ABA’s Keating: CFPB rules have unintended consequences on Latinos

Frank Keating

Frank Keating

Frank Keating, the president and CEO of the American Bankers Association, said new CFPB regulations on mortgages have disproportionately affected the Latino community, making it difficult for them to obtain a mortgage.

“The new rules are well-intentioned,” Keating said, according to The Huffington Post. “In an effort to protect borrowers, they have very strict requirements, requiring a lender to thoroughly document a customer’s ability to repay the loan. Unfortunately, the way these rules have been implemented has left many bankers in hazy territory. They have created a lot of uncertainty about what happens if a lender makes a loan outside of a narrow set of boundaries, and the uncertainty makes it harder for potential customers.”

Keating said it may be harder for Latinos, many of whom are more likely to work seasonal jobs or be self-employed, to prove their income in the way regulations now require.

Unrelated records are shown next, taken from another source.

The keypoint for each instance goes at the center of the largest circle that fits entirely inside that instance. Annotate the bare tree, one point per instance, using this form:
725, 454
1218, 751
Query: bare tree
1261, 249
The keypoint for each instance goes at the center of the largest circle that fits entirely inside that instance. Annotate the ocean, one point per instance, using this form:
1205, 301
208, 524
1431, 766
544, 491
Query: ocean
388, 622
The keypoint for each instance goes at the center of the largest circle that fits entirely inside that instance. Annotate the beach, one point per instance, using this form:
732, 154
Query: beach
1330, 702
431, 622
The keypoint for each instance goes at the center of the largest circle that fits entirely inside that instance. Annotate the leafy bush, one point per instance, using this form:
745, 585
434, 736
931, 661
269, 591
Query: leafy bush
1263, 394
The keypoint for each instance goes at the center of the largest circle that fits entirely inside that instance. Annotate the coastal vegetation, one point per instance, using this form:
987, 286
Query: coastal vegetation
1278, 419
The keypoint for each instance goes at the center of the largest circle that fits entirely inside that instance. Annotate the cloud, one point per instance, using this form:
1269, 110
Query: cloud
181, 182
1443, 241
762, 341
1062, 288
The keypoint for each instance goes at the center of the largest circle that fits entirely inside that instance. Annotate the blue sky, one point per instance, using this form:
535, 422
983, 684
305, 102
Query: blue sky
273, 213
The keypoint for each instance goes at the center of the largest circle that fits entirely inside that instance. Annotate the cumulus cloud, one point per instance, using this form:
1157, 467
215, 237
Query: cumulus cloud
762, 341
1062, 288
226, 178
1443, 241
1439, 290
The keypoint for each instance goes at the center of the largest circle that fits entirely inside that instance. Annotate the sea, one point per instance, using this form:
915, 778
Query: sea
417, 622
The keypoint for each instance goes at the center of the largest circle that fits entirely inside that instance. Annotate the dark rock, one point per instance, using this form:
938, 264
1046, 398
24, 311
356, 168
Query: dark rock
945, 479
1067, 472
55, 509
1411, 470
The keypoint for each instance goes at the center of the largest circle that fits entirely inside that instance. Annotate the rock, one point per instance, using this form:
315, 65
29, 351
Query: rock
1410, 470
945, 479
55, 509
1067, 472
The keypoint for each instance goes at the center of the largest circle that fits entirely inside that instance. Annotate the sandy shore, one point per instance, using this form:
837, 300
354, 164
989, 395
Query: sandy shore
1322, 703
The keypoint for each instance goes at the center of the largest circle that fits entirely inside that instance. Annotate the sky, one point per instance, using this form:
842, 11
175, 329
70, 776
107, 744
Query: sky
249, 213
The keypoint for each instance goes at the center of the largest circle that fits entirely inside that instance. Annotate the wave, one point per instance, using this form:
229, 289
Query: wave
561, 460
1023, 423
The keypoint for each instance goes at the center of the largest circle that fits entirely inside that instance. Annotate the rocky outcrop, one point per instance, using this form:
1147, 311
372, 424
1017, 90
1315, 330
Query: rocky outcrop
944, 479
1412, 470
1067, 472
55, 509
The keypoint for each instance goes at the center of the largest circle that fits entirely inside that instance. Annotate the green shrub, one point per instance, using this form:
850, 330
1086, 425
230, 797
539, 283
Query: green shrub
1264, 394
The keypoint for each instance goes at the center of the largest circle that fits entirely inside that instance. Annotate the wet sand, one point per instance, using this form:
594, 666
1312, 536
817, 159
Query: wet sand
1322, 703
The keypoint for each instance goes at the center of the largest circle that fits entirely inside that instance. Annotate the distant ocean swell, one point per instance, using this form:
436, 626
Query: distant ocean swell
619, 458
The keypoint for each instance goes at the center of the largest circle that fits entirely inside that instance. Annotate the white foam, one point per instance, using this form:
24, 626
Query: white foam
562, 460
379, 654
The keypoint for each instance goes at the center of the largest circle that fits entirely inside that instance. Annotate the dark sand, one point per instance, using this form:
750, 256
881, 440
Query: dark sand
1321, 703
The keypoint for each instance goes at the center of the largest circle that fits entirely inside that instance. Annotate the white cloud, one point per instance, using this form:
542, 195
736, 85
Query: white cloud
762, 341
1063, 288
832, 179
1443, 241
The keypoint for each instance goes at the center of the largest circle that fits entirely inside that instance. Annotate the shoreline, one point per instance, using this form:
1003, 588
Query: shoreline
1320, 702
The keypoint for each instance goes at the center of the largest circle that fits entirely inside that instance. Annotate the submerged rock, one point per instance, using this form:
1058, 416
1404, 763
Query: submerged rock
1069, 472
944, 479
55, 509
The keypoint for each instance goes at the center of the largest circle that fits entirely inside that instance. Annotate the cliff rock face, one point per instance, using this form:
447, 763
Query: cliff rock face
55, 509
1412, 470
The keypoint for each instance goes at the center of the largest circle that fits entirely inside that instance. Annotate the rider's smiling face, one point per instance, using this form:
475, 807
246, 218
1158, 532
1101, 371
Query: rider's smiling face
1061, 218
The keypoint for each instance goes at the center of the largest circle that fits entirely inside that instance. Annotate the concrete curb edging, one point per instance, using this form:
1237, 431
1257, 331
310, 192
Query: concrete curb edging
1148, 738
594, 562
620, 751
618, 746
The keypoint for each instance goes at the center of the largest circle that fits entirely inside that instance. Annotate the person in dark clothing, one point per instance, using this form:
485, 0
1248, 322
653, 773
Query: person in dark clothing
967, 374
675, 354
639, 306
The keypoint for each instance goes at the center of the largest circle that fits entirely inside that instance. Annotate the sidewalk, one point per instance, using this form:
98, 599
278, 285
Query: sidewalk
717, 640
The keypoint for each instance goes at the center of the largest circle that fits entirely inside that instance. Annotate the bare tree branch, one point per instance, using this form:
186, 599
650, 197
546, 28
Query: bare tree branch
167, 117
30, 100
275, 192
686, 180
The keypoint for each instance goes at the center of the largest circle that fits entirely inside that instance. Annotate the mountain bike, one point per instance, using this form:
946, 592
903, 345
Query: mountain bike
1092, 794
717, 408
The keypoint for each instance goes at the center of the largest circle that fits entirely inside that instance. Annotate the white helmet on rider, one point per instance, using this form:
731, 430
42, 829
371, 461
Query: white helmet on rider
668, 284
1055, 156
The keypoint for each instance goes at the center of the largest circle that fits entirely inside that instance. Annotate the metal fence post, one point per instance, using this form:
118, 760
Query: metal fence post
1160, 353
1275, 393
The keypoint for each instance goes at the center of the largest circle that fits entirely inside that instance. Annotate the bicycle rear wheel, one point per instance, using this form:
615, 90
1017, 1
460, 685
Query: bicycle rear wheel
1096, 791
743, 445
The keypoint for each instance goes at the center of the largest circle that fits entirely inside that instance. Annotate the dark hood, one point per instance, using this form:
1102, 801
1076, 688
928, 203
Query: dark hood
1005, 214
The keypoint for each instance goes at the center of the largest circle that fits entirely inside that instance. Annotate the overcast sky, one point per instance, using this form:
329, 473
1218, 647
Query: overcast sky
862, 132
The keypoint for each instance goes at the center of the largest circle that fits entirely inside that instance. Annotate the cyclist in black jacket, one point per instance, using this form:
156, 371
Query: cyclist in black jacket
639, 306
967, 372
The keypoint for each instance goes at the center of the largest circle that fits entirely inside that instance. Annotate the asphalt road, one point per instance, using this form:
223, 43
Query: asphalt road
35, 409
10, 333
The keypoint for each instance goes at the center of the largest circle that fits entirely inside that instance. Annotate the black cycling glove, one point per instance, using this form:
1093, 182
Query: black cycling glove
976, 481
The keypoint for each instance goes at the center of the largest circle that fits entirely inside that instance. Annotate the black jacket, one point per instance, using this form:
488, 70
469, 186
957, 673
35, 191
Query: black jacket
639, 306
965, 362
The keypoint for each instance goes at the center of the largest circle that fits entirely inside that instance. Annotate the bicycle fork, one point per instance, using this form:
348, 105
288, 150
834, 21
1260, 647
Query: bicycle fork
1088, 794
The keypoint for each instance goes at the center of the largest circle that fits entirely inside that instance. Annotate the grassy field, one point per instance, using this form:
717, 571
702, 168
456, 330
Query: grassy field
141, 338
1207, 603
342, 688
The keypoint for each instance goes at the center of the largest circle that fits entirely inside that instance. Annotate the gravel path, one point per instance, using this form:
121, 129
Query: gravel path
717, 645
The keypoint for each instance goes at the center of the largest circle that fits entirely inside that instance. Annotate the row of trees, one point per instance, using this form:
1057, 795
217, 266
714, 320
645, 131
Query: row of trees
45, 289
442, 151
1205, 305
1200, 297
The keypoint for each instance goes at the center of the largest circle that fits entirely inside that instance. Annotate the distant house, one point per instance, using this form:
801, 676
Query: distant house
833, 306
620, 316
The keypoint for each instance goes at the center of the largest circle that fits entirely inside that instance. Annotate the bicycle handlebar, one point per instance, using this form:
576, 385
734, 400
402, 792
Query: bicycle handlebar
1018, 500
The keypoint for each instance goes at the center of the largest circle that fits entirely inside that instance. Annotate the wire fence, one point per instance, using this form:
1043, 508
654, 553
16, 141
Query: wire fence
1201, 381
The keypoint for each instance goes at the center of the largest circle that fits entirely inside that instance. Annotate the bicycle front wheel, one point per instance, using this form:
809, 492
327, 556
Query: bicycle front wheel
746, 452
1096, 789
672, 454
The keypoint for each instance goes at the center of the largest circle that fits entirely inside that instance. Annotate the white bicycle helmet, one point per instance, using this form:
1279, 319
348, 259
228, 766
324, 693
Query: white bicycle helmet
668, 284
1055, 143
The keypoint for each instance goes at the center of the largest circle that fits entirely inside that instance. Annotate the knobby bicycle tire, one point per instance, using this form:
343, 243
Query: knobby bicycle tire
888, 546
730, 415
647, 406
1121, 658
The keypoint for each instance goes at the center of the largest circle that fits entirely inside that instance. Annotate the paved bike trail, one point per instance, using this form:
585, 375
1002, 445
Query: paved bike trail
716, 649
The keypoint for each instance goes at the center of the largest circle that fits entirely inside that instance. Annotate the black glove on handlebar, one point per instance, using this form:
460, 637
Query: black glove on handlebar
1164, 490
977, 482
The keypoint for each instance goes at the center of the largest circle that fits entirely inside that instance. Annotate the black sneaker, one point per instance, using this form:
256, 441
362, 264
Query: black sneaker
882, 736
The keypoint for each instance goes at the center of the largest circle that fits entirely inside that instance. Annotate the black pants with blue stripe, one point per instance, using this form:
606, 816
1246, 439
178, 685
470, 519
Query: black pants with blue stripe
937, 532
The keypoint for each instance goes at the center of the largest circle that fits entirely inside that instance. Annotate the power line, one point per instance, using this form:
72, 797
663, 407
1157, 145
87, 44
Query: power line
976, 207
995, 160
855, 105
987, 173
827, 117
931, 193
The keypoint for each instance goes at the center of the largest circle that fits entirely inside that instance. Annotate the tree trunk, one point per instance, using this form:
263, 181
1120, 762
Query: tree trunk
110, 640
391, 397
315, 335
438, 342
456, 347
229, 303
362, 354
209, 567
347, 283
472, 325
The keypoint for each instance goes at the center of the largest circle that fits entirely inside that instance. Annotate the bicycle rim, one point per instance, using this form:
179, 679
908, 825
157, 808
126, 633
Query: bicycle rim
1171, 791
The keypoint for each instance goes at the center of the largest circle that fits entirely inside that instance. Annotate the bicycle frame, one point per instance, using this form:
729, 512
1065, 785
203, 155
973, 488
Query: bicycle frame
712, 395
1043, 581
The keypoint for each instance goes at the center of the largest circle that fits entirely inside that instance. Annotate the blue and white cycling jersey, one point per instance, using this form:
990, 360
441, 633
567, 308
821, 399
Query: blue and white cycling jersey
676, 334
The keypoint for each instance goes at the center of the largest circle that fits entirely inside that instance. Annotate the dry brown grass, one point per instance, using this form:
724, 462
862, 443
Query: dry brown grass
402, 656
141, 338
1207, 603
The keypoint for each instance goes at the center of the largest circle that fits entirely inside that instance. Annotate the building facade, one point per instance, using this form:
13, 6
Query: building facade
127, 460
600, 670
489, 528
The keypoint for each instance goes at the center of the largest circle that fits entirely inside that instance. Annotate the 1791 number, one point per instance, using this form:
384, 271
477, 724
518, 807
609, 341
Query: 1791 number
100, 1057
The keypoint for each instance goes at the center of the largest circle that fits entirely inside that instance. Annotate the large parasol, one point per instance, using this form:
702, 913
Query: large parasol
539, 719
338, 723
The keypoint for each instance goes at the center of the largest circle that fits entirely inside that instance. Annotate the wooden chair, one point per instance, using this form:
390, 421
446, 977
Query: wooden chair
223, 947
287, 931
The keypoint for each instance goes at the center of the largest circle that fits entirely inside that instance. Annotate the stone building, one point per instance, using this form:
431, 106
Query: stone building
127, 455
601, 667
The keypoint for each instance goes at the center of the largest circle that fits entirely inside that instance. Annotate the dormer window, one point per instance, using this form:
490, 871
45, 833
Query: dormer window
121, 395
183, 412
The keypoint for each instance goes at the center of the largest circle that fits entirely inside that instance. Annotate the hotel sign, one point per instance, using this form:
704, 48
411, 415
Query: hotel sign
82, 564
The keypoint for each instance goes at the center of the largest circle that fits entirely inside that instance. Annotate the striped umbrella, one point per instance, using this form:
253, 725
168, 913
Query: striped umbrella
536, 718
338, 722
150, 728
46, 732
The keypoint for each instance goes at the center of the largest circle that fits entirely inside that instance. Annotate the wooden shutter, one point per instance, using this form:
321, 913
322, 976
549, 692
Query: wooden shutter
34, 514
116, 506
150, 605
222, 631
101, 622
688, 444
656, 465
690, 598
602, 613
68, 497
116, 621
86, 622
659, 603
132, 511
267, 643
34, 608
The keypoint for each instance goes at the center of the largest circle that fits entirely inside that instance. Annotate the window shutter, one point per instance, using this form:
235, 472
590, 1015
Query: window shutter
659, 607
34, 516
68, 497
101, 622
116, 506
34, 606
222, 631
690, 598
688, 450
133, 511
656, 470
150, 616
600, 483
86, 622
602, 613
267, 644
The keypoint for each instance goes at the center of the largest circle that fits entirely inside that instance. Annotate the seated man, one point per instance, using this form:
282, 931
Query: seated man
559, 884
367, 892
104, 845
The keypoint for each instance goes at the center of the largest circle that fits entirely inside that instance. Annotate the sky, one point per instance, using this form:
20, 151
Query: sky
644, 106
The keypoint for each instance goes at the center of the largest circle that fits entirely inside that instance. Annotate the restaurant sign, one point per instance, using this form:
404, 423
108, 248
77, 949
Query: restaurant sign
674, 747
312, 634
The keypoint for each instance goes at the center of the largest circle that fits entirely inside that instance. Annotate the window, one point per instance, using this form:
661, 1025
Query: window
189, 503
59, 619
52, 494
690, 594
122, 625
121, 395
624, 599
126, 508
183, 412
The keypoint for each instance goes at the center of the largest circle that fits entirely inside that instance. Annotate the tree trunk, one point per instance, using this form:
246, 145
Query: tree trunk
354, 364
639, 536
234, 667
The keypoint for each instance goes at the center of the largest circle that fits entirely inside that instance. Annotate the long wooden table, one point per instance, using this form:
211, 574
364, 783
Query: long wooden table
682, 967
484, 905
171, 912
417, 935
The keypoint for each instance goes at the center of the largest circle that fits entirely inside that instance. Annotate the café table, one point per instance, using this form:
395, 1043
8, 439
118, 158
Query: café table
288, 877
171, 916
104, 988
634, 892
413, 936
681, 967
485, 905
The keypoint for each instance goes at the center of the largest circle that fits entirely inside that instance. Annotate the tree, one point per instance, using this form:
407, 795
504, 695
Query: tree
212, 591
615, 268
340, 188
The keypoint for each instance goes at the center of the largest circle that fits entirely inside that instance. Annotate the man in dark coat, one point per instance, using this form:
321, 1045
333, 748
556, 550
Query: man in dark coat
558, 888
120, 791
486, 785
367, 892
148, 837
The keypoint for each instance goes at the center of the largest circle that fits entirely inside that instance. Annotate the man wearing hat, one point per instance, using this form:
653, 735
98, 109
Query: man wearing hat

He also said Latinos are more likely to share housing or rent out rooms to help meet housing costs. Rental income, however, cannot be counted towards determining a borrower’s ability to repay.

“We know no one intended to crimp mortgage credit for the Latino community,” Keating said, The Huffington Post reports. “But that’s what we are observing, and only Congress and the regulators can undo these unintended consequences. Nobody should stand in the way of creditworthy Latino homebuyers.”

A number of new CFPB mortgage regulations recently took effect, including the qualified mortgage and ability-to-repay rule, which would require lenders to determine whether a borrower can repay a loan before it is issued.